When it comes down to things, we like to blame millennials for it. Oh, your local chain restaurant is closing? Those damn millennials and their damn avocado toast ruining everything! We seem to think that texting while driving is a younger generation thing, as those millennials are ruining our roads too. However, a new survey was conducted by Volvo and found that older generations are even more guilty of distracted driving than the younger generations!
Distracted Driving Survey
The survey was done by Harris on behalf of Volvo and showed us that older generations are regularly engaging in distracted driving. Jim Nichols of Volvo said in a statement, “Distracted driving is not unique to younger generations. In fact, it’s a problem we are seeing across generations and demographics.”
This is where it gets crazy, as the survey found that members of Generation X are more likely to use their phones while driving than Millennials or members of Generation Z, which was the youngest generation surveyed. Gen Z happened to be the most responsible, as they used their phones less than Gen Z and Millennials. Also, 89 percent of Gen Z respondents said they were looking for ways to cut down on distractions while driving. This is compared to 64 percent overall for the survey.

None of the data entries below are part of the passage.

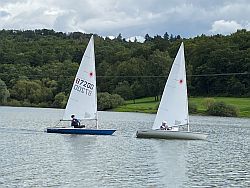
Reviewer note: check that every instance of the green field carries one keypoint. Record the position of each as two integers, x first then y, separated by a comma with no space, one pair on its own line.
148,105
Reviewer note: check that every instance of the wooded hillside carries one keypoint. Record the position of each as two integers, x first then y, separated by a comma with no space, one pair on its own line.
38,67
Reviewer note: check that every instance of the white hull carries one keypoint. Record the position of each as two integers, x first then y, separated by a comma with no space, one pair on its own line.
162,134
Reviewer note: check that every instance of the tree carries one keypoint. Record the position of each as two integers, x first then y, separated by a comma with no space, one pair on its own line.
4,92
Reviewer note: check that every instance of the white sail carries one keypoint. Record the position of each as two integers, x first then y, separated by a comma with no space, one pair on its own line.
82,101
173,107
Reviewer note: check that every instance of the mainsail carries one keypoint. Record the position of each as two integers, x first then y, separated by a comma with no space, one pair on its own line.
82,101
173,107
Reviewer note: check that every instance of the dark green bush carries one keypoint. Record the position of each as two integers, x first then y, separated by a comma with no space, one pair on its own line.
192,107
222,109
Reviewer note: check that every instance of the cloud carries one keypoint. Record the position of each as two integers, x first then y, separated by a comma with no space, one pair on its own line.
225,27
4,13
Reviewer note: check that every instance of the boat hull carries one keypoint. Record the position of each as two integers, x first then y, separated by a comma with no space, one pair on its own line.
161,134
67,130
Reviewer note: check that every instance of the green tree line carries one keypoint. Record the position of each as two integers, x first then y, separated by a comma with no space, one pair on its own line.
37,67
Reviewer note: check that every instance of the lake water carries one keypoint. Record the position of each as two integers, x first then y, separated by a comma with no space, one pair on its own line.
29,157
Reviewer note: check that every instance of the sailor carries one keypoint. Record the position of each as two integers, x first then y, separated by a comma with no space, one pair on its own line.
75,122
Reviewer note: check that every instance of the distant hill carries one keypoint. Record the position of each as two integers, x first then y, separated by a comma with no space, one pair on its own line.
37,67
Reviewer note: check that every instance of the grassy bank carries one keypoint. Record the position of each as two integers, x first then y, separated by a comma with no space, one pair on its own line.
148,105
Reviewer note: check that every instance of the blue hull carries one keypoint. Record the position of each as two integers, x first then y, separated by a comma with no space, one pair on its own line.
80,131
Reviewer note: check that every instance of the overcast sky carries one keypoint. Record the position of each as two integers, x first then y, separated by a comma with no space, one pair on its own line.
187,18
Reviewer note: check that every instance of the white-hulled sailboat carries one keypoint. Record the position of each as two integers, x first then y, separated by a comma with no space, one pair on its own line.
82,101
173,108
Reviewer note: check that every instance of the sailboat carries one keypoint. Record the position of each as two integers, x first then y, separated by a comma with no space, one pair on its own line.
173,108
82,102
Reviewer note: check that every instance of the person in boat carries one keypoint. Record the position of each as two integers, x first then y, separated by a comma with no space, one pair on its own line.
76,123
164,126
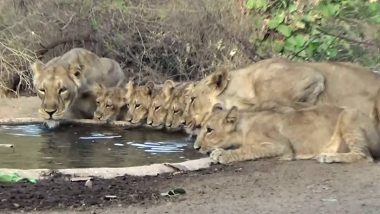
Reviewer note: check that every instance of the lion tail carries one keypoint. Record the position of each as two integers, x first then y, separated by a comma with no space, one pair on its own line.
375,114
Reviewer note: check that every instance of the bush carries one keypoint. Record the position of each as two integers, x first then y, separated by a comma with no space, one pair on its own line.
152,40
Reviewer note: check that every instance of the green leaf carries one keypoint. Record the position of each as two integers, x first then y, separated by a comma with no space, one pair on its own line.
284,30
332,52
329,10
250,4
257,4
278,45
292,8
299,25
374,7
375,19
276,20
300,40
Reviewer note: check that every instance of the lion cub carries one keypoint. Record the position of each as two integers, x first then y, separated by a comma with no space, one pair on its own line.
160,105
165,109
111,103
140,99
325,133
176,117
334,83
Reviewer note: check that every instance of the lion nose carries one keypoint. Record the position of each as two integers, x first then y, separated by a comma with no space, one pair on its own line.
50,112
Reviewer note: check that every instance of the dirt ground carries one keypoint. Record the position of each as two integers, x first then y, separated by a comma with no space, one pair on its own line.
265,186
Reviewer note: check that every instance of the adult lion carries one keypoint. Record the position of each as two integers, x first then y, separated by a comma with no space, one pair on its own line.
65,83
336,83
323,132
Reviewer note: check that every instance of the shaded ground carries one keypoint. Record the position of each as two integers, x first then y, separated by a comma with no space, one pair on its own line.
266,186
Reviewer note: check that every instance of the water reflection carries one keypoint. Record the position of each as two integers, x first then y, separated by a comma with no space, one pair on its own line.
90,146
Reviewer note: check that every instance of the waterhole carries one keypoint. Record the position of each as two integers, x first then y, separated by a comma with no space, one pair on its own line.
80,146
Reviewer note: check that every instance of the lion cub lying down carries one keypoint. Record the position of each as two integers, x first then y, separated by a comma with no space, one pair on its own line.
325,133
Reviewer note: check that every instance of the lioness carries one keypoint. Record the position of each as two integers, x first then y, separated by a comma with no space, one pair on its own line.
140,99
341,84
111,103
64,84
323,132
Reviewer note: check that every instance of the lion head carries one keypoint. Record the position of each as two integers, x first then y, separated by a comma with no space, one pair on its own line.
218,131
57,86
176,118
202,96
160,105
111,103
140,99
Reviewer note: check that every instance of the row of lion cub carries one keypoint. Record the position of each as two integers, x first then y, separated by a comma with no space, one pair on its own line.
326,111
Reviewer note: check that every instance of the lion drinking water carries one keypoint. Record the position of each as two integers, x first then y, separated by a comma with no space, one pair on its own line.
65,83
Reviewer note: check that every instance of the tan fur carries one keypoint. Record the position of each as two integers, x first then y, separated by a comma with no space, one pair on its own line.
140,99
65,83
341,84
176,116
111,103
323,132
160,105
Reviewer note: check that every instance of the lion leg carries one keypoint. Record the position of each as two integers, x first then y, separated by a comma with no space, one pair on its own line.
347,136
253,152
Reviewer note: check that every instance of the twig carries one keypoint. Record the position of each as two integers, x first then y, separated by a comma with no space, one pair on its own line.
68,23
54,44
349,39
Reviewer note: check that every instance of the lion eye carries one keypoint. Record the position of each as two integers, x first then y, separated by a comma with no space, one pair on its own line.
62,90
209,129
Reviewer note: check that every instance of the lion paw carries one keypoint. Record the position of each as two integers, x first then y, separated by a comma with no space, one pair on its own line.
218,156
325,158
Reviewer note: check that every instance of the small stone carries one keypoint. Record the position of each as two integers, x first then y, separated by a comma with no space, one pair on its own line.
110,196
88,183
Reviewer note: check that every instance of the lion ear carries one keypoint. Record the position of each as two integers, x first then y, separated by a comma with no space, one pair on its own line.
75,71
37,67
218,80
168,88
149,87
217,108
130,87
232,115
188,89
98,88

Parents Are Worst Offenders
It may shock many of you, but it looks like parents are the worst offenders of distracted driving! For this study, 73 percent of the parents that responded admitted to using their phones while driving. This is compared to 66 percent overall. To make it crazier, one in three parents said they used their phones often with their kids in the car with them!
Good Signs Though
From this study, it looks like people are taking the steps to help prevent distracted driving. Of the Gen Z respondents, 33 percent said they drive in silence to minimize distractions. Another 32 percent said they hit the “do not disturb” button on their phones, which is great. Of all the respondents, 55 percent said they felt that distracted driving was the top safety threat on the road. A big chunk of them (89 percent) felt that better education on the impact of distracted driving, which we totally agree with!